Author: Michel Duclos
Affiliation: Institut Montaign
Organization/Publisher: Institut Montaign
Date/Place: March 24, 2020/ Paris, France.
Type of Literature: Analysis
Word Count: 2704
Link: https://www.institutmontaigne.org/en/blog/covid-19-geopolitical-game-changer
Keywords: Covid-19, Future Geopolitics, Post-Covid-19, World Towards China.
Brief:
Michel Duclos, former ambassador of France to Syria, begins his pandemic analysis by asking the question of whether we should start thinking of potential effects on world politics from the new coronavirus COVID-19, but that building a general theory on the geopolitics of the pandemic is premature as the virus has not really reached the Global South. However, empirical views of the pandemic outbreak imply the weakness of global health governance on the one hand, and a potential shift in a geopolitical center of gravity from US towards China on the other hand.
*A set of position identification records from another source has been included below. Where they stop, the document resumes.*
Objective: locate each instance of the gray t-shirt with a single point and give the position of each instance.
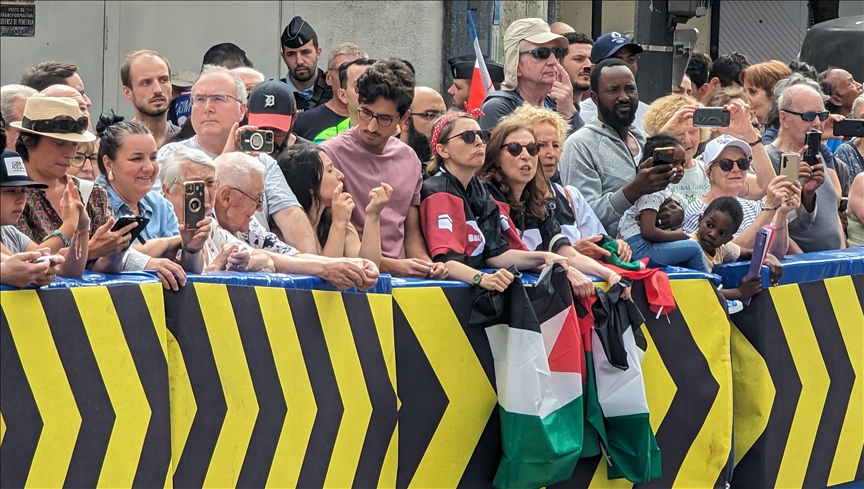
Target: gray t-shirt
(277, 193)
(824, 233)
(13, 239)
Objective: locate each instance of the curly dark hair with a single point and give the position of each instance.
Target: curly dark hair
(535, 197)
(388, 78)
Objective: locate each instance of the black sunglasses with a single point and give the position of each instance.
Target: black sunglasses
(810, 115)
(515, 149)
(726, 164)
(544, 53)
(470, 136)
(62, 124)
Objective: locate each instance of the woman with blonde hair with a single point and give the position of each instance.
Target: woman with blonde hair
(577, 220)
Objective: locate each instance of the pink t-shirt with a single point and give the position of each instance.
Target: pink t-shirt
(365, 168)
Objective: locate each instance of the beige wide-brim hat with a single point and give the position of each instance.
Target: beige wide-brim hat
(532, 30)
(47, 108)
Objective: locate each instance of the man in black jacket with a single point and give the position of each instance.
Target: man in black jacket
(300, 52)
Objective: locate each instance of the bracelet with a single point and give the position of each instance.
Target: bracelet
(189, 250)
(66, 242)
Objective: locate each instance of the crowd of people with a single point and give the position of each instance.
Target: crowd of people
(369, 173)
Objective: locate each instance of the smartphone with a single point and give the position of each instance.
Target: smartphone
(135, 233)
(789, 164)
(814, 144)
(43, 259)
(664, 156)
(261, 141)
(711, 117)
(193, 199)
(849, 128)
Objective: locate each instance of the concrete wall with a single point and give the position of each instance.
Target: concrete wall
(184, 30)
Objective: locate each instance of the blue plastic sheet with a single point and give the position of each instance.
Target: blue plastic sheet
(807, 267)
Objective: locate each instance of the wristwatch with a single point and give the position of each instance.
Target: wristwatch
(477, 278)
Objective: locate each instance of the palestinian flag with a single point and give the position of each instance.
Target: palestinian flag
(539, 360)
(616, 414)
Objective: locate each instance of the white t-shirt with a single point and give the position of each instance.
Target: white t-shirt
(628, 226)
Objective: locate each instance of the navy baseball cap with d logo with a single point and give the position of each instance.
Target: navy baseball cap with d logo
(271, 104)
(12, 172)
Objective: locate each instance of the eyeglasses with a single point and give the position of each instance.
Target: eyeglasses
(62, 124)
(515, 149)
(470, 136)
(259, 203)
(217, 98)
(79, 160)
(810, 115)
(726, 164)
(428, 115)
(384, 120)
(544, 53)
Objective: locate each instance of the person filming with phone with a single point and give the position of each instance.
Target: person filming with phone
(802, 111)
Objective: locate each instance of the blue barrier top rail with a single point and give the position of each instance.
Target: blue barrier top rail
(807, 267)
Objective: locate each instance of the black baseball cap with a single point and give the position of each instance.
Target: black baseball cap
(298, 33)
(12, 172)
(462, 68)
(271, 104)
(608, 44)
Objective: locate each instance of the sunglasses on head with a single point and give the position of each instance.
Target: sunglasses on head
(544, 53)
(470, 136)
(62, 124)
(810, 115)
(515, 149)
(726, 164)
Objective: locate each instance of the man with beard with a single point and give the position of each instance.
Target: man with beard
(614, 45)
(427, 106)
(577, 63)
(272, 107)
(462, 69)
(601, 159)
(146, 78)
(301, 53)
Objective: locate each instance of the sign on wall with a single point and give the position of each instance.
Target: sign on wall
(18, 18)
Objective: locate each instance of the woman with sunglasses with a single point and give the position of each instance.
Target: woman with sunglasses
(461, 222)
(728, 161)
(84, 165)
(513, 179)
(319, 189)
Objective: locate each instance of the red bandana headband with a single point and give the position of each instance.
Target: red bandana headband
(436, 133)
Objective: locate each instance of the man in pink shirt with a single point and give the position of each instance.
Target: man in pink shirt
(368, 155)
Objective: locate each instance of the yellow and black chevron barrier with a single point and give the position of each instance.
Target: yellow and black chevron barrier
(84, 397)
(798, 354)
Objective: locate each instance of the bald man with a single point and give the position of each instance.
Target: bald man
(561, 28)
(67, 91)
(417, 129)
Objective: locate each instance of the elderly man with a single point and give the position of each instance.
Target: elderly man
(801, 109)
(218, 106)
(532, 73)
(12, 100)
(240, 192)
(427, 106)
(329, 119)
(146, 79)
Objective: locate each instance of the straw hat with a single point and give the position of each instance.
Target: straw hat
(39, 109)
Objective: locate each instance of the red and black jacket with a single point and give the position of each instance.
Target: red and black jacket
(460, 224)
(527, 232)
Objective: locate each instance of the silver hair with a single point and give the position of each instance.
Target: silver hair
(857, 104)
(171, 169)
(239, 86)
(11, 93)
(345, 49)
(236, 170)
(781, 100)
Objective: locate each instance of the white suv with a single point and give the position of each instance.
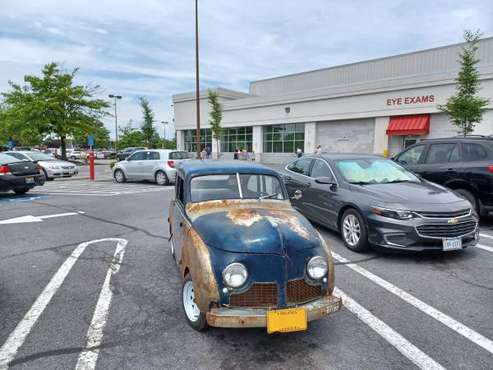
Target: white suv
(157, 165)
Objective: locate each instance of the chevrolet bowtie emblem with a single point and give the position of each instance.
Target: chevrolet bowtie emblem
(453, 221)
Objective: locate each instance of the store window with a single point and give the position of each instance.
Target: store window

Due to both a partial withdrawal by the US in international politics and a discord of major powers, international institutions have known a weakening phase. The major powers’ recession, accelerated by the pandemic, coupled with a Chinese economic revival in its post-Covid-19 ordeal, proves the capability of Chinese assistance internationally while the EU and US are still in a messy incompetence. In this respect, the rise of China’s political model revives a debate between authoritarianism, populism and liberalism, as the idea of establishing border controls in a time of irrelevant EU institutions is raised. To this end, despite an unclear future paradigm of any geopolitical shift, three potential scenarios are envisioned: Return to the past and the prevalence of the International Community with no paradigm shift, with the usual quarrels but minor changes to global health policy; the rise of China economically, technologically (5G), and eventually militarily, accelerated by the pandemic which Western nations are finding more difficult to overcome than Asian nations; A Western burst of action in which the US, supported by the EU, reinvests in international institutions and competes with China at different scales.